Another near-disastrous episode in the statue’s history is recounted by Lampre. While being loaded onto a boat moored on the Karun river for transport to France, the enormous weight of the sculpture caused the makeshift hoisting arrangement to collapse. “Napir-Asu rolled towards the river just to the edge of a deep pit,” from which she would have been irretrievable.
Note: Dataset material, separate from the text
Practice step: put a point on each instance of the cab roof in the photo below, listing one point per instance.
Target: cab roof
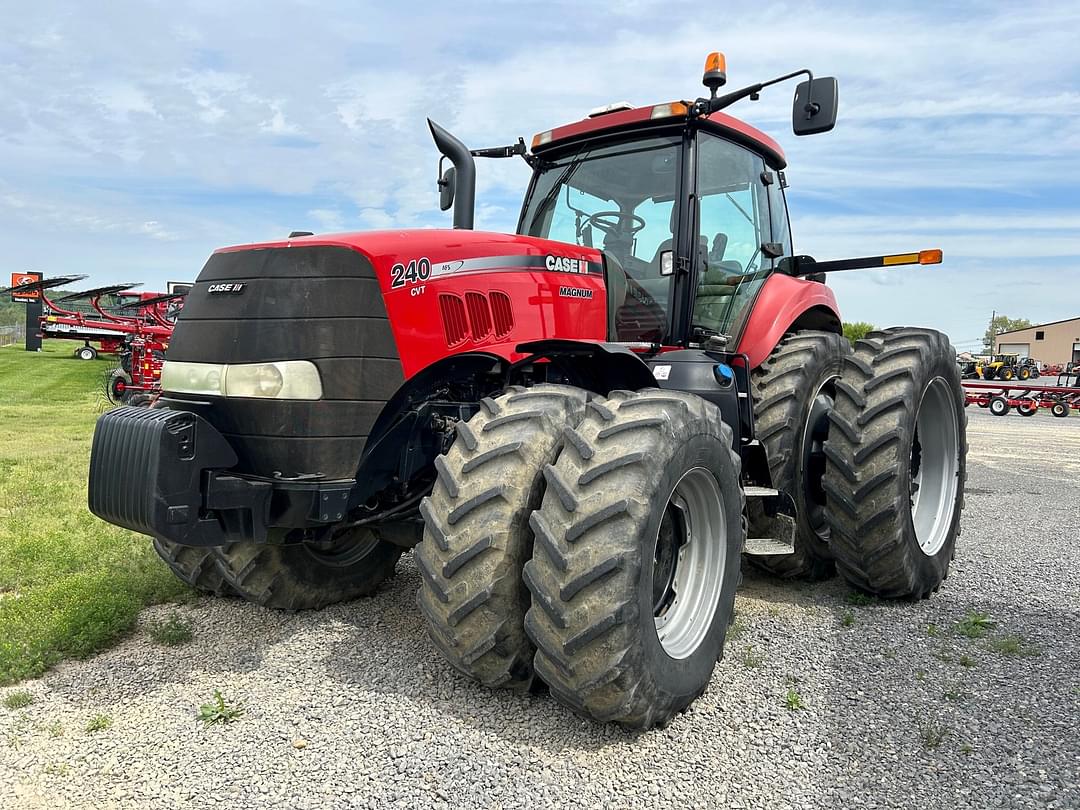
(661, 115)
Her rescue, even from the brink, was accomplished only with the greatest difficulty.

In the end, the statue reached the Louvre Museum, where, in Lampre’s words, “after so many vicissitudes, the statue of Queen Napir-Asu, piously placed under the protection of the gods, has won safe haven in our National Museum, where it is exposed to the admiration of scholars and artists.” Today this ancient metal sculpture still stands in the museum’s galleries as an emblem of Elam’s “golden age.”

The statue is held in the Louvre collections. In 1993 the statue, alongside other works from the Louvre, was loaned to the Metropolitan Museum of Art for exhibition. It is recognised as a masterpiece of Elamite art.